All is not what it seems at The Bramford School, an all-girls Catholic academy where the students are preparing to take off for spring break.
We’re introduced to three young women: Kat and Rose are classmates at Bramford, Joan is traveling through the area. The lives of these young women crisscross in a way that takes quite some time to come into focus.
With the annual pilgrimage of parents arriving at school to pick up their daughters, Kat (Kiernan Shipka, “Mad Men”) is waiting for hers to show up. She’s very concerned about where they might be, unlike Rose (Lucy Boynton), who has purposefully told her parents the wrong date to pick her up so she can stick around campus a bit longer unsupervised and meet up with her boyfriend.
First time director Osgood Perkins (son of “Psycho” star Anthony Perkins) has developed a slow-paced thriller inspired by psychological horror films of the 1970s like Nicolas Roeg’s “Don’t Look Now.” Each time that the story seems to be headed towards clarity, it pivots. Some threads don’t work as well as others, but the film’s leading ladies help to keep things on track.
By the time we’re introduced to Joan (Emma Roberts), the picture is even less clear. Joan appears to have been released (escaped?) from a mental hospital and ends up hitching a ride towards Bramford with a compassionate man (James Remar, “The Warriors”) and his wife (Lauren Holly, “NCIS”) who find her shivering at a bus station. The less said about their journey the better, but it provides the most intriguing portion of the film.
If “February” struggles, it’s because it doesn’t know exactly what it wants to be. It nails the creepiness factor throughout, but takes nearly an hour for things to kick into gear. It dabbles with demonic possession and graphic violence in the latter half, but by avoiding much more than dipping its toes into the slasher genre, the payoff doesn’t fully land.

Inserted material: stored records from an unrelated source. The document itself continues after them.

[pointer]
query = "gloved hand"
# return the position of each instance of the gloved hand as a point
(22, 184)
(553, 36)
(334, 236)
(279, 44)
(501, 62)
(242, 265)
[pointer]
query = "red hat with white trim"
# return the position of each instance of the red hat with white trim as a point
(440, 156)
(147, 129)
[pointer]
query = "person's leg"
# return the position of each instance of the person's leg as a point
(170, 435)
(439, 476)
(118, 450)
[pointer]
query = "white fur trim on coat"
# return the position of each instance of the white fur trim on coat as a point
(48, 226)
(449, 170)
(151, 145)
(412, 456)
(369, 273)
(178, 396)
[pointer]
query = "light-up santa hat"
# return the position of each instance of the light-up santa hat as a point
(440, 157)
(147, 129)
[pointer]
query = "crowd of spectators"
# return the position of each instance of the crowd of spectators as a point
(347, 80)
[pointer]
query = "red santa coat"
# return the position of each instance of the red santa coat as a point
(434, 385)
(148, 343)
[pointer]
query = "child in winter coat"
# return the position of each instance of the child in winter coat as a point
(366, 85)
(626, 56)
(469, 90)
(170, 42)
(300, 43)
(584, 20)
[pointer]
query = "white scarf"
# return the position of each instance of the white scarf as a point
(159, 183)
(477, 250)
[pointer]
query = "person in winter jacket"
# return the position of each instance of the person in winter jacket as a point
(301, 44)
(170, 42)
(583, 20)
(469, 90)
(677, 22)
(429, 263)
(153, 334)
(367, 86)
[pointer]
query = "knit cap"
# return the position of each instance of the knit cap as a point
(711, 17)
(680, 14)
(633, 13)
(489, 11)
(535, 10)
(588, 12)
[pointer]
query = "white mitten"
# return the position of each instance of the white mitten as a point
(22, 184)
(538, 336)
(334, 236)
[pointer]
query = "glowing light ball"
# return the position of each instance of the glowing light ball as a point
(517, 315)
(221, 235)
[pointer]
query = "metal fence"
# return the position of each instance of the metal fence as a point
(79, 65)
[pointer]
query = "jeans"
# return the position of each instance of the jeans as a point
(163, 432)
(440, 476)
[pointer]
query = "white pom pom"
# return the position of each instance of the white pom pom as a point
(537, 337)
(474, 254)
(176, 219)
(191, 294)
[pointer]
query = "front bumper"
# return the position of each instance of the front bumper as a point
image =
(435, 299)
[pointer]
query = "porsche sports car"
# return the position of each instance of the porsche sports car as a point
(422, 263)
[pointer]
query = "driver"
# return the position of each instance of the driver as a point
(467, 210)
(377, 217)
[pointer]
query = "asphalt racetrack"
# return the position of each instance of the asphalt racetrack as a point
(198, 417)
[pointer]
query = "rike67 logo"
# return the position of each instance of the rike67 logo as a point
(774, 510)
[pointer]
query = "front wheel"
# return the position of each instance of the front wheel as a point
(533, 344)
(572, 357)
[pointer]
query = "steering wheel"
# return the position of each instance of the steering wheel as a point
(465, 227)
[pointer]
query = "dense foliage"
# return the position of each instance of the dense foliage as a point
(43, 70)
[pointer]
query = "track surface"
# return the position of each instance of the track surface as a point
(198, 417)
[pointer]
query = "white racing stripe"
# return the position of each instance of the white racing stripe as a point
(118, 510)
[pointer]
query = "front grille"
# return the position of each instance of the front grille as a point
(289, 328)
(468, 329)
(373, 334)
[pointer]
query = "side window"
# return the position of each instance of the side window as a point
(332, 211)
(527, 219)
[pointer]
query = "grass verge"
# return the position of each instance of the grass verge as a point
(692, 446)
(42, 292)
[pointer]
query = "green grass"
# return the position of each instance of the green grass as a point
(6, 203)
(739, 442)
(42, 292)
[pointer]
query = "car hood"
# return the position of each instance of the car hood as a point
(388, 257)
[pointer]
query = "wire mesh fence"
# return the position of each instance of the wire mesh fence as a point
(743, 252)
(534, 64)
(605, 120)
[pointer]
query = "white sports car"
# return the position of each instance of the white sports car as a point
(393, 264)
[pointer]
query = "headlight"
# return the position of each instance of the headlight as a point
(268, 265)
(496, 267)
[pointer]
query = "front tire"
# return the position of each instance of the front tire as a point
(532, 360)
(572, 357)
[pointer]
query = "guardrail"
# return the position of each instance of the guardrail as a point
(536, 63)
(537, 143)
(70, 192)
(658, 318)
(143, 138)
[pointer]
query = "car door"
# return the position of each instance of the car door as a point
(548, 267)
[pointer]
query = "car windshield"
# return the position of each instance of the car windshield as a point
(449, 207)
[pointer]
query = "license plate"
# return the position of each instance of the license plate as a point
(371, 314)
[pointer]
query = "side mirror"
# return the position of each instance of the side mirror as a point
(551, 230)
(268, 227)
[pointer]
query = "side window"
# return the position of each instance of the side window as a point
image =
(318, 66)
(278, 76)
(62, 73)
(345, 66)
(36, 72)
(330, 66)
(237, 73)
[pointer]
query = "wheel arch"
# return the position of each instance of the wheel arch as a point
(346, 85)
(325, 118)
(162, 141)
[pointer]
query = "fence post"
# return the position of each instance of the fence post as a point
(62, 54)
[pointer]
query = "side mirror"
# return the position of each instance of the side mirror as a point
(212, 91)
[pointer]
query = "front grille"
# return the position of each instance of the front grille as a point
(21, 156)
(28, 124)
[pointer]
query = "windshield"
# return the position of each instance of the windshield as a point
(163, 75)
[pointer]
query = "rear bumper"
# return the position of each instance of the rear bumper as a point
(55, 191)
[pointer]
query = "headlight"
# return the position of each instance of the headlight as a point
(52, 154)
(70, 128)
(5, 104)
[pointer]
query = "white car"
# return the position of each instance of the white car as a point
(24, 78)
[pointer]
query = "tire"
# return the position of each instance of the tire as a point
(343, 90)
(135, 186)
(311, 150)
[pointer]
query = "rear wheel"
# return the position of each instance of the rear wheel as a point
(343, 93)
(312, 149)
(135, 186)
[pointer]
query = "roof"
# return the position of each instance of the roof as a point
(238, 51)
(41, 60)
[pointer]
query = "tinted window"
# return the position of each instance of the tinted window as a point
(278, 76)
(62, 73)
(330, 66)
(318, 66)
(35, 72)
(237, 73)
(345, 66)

On a technical level, cinematographer Julie Kirkwood perfectly captures the frigid winter landscapes with a desaturated color palate that reflects the season and the air of melancholy surrounding the characters. Osgood’s brother, musician Elvis Perkins, also ramps up the tension with a foreboding score that hits in all the right places.
Despite its flaws, “February” is a promising debut that already has me intrigued to see what Perkins will come up with next.
“February” has been acquired by A24, who are planning to release it next year. It will screen again on at 11:15 a.m. on Monday.